Джон Голсуорси
В ожидании
I
Епископ Портминстерский быстро угасал. Уже вызвали четырёх его племянников и двух племянниц, одну из них с мужем. Все были убеждены, что он не переживёт ночь.
Тот, кого в шестидесятых годах однокашники по Хэрроу, а затем Кембриджу прозвали Щёголем Черрелом (так уж произносили свою фамилию Черруэлы), кто в обоих своих лондонских приходах был известен как преподобный Катберт Черрел, кто в те дни, когда был модным проповедником, именовался каноником Черрелом, а за последние восемнадцать лет – Катбертом Портминстерским, – никогда не состоял в браке. Он прожил восемьдесят два года и пятьдесят пять из них (духовный сан он принял сравнительно поздно) представлял господа в различных уголках земной юдоли. Такая жизнь, равно как привычка подавлять свои естественные порывы, выработанная им с двадцати шести лет, наложила на его лицо отпечаток достоинства и сдержанности, который не могло стереть даже приближение смерти. Он ожидал её спокойно, пожалуй, чуть насмешливо, судя по тому, как приподнялись у него брови, когда он еле слышным голосом сказал сиделке:
– Завтра выспитесь, сестра: я не задержусь. Облачать меня вам не придётся.
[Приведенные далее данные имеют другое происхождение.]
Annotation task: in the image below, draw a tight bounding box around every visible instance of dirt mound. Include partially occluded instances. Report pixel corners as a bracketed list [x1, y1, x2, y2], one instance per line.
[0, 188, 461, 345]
Тот, кто умел носить облачение изящнее всех епископов Англии, отличался несравненной изысканностью манер и внешности и до конца сохранял ту элегантность, за которую его в своё время прозвали Щёголем, лежал не в силах пошевелиться, с жёлтым как слоновая кость лицом, но тщательно причёсанный. Он был епископом долго, очень долго, и никто уже не знал, что он думает о смерти и думает ли вообще о чем-нибудь, кроме обряда богослужения, в котором он не допускал никаких новшеств. Он всегда умел скрывать свои чувства, и жизнь – этот долгий обряд – была для его замкнутой натуры тем же, чем золотое шитьё и драгоценные камни для епископского облачения, ткань которого с трудом различается под ними.
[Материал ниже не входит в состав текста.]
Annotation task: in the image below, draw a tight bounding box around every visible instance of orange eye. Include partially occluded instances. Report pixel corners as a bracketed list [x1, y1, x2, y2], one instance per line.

Он лежал в доме, построенном ещё в шестнадцатом веке и примыкавшем к собору. Комната напоминала келью аскета и была так пропитана запахом старины, что его не мог заглушить даже сентябрьский ветерок, врывавшийся сквозь стрельчатые окна. На подоконнике в старинной вазе стояло несколько цинний – единственное красочное пятно в комнате. Сиделка заметила, что умирающий, открывая глаза, всякий раз смотрел на цветы. Около шести часов ему доложили, что вся семья его покойного старшего брата уже прибыла.
– Вот как? Позаботьтесь, чтобы их устроили поудобнее. А Эдриена попросите ко мне.
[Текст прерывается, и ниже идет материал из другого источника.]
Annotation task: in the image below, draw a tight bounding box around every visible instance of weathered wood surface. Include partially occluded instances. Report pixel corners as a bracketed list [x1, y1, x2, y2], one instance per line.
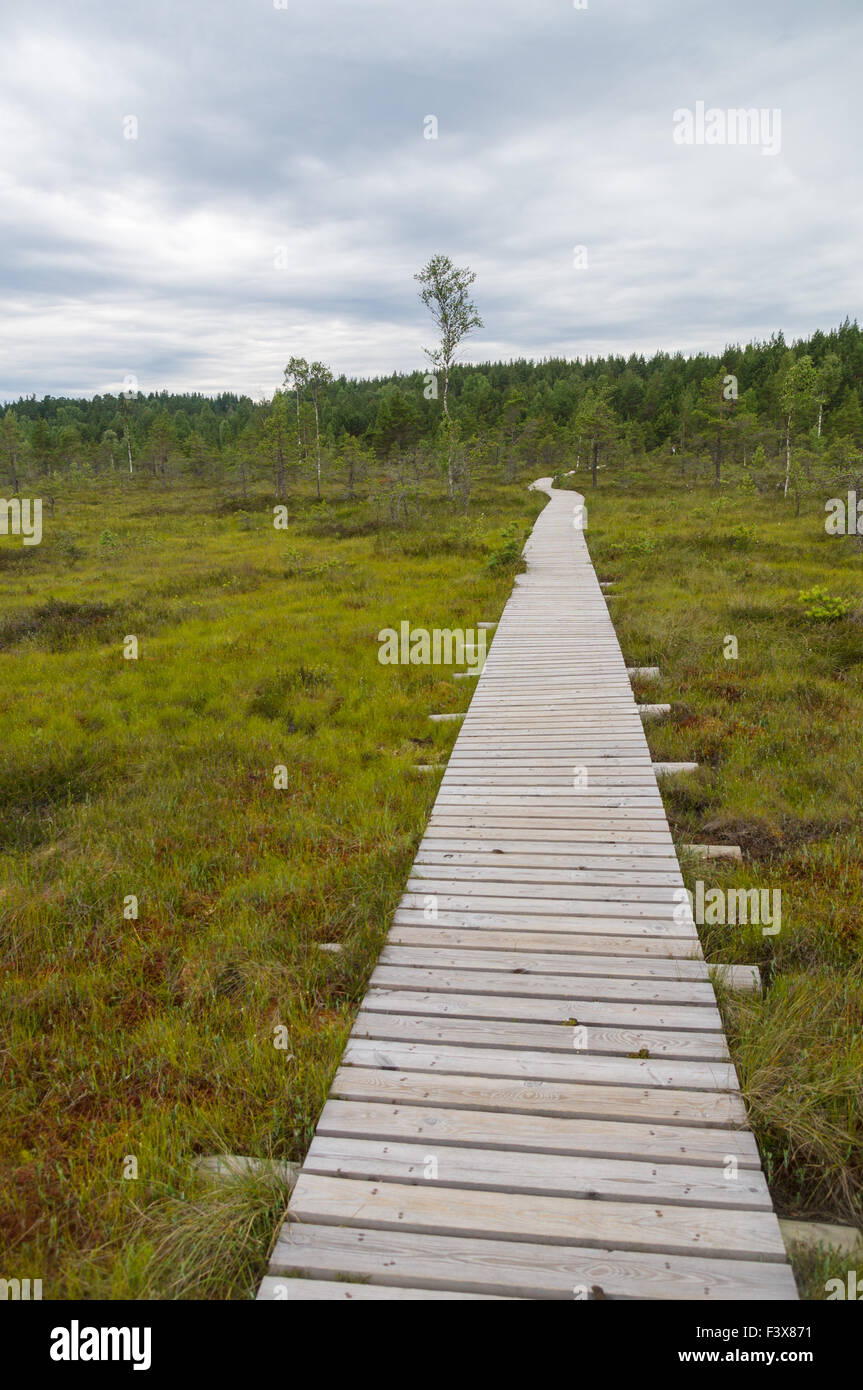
[258, 480, 796, 1301]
Когда, час спустя, он снова открыл глаза, перед ним, в ногах постели, сидел его племянник Эдриен. Некоторое время епископ пристально и с несколько неожиданным удивлением смотрел на его увенчанную седой шевелюрой голову, словно племянник, чьё худое, смуглое, с тонкими чертами лицо было изборождено глубокими морщинами, оказался старше, чем он ожидал. Затем, приподняв брови, с той же чуть иронической ноткой в слабеющем голосе заговорил:
– Как мило с твоей стороны, дорогой Эдриен, что ты приехал. Сядь-ка поближе. Вот так. Сил у меня мало, но те, что остались, я хотел бы употребить тебе на пользу, хотя ты, может быть, и предположишь противное. Придётся сразу сказать тебе все или уж ничего не говорить. Ты – не духовное лицо. Поэтому то, что я обязан сказать, скажу словами светского человека – каким я и сам был когда-то, может быть – всегда. До меня дошли слухи, что у тебя есть, как бы это выразиться, привязанность. Ты увлечён женщиной, на которой не можешь жениться. Так ли это?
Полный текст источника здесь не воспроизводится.